You can tale advantage of the "-o" option of bedtools merge allowing you to perform several operations on the merged features, like reporting their start and end so you can keep the original information. You can specificy many operation on the same column too. For instance, you can count the nb of merged elements allowing you to get non-overlapping ones (with count =1) and many other things.

If you can share an example of your bed file with a example case, we can help you.

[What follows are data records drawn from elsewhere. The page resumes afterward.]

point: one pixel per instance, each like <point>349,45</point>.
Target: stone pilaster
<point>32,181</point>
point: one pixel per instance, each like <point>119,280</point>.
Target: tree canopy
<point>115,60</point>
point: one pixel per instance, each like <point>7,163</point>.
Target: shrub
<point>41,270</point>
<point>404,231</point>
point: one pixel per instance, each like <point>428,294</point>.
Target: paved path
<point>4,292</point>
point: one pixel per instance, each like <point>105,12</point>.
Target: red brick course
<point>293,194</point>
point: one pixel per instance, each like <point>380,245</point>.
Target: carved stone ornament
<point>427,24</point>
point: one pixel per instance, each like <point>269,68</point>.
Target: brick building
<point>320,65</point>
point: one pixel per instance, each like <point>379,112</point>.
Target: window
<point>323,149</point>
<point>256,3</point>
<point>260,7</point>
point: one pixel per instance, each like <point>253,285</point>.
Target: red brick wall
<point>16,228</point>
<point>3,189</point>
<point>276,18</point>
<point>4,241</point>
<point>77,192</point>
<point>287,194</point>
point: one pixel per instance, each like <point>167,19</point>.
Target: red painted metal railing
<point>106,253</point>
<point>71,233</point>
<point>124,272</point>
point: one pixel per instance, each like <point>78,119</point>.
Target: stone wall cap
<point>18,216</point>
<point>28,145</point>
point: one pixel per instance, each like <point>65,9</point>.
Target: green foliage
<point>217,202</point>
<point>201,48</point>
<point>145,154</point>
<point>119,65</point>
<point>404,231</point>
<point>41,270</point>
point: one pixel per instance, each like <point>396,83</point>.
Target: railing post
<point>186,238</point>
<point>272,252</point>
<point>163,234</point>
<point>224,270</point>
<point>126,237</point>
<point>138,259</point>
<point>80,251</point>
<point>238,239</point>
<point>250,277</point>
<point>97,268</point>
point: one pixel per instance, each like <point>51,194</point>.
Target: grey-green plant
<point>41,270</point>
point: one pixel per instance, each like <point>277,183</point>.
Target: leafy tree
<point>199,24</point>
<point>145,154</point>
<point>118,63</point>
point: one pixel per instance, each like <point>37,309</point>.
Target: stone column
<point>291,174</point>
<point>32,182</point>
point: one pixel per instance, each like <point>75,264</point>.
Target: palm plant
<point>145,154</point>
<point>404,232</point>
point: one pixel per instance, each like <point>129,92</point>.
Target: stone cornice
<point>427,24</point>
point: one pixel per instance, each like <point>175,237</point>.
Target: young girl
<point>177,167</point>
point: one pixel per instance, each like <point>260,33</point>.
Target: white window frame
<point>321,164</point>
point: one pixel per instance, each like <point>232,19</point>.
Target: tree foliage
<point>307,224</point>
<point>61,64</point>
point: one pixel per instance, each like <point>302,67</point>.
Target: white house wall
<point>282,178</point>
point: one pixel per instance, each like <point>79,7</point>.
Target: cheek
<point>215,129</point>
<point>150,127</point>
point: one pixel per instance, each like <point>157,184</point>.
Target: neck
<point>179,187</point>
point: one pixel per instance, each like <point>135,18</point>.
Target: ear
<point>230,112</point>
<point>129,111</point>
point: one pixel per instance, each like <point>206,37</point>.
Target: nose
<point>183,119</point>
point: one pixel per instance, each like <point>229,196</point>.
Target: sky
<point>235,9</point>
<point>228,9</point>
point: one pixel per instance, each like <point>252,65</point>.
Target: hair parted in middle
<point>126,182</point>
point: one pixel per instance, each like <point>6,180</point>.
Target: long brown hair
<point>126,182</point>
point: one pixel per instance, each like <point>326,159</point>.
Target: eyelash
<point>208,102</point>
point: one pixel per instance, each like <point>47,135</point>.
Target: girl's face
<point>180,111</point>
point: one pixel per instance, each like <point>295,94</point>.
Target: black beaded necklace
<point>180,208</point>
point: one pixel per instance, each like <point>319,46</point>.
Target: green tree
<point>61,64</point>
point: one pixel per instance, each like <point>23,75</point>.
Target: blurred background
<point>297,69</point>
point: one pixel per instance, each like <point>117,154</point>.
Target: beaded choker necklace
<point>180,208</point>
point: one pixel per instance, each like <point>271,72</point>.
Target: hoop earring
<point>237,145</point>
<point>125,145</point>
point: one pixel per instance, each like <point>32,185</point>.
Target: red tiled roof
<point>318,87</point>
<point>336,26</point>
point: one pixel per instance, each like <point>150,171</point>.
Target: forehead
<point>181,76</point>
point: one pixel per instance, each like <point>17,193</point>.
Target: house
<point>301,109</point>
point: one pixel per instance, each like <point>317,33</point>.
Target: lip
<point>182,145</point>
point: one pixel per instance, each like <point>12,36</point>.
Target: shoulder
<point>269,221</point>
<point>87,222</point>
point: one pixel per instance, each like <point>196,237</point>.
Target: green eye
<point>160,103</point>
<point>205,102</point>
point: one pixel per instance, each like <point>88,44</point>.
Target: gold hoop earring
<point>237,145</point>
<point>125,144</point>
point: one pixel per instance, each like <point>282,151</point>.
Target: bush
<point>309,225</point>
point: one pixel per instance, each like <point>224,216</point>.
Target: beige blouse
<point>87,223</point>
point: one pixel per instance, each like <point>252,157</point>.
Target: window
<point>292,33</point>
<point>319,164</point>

Ram · Answer 2 · 2015-09-30

Maybe you could do something like this to find all non-overlapping elements in n files:

$ bedops -u a.bed b.bed ... n.bed | bedmap --count --echo --delim '\t' - | awk '$1==1' | cut -f2- > disjoint.bed

Then score the elements in disjoint.bed over a series of sliding windows, which will identify high-scoring ("enriched") regions that might bear closer inspection. This shows where high scoring elements accumulate and may reduce how much space to search through for further optimization.

Say you are working with genome build hg19, which has the following extents:

You could generate a 20 kbase window, sliding over every 10 kb, with the --chop and --stagger options in bedops against the extents file - sweeping the windows over each chromosome in the genome - piping those windows to bedmap to score:

$ bedops --chop 20000 --stagger 10000 hg19.extents.bed | bedmap --echo --max --delim '\t' - disjoint.bed > scored_windows.bed

The scored_windows.bed file contains each window, and the maximum score of any element in disjoint.bed that overlaps that window. If maximum score isn't the criteria, there are other statistical operations that may be useful: --sum, --mean, --median, --tmean (trimmed mean) etc.

You might investigate different scales of sliding windows, plotting where and how signal accumulates at those different scales.

You might subsequently look closer into highly-enriched regions with bedmap --echo-map and bedmap --echo-map-size or use bedmap --count to quantify the number of disjoint regions over those enriched windows, etc.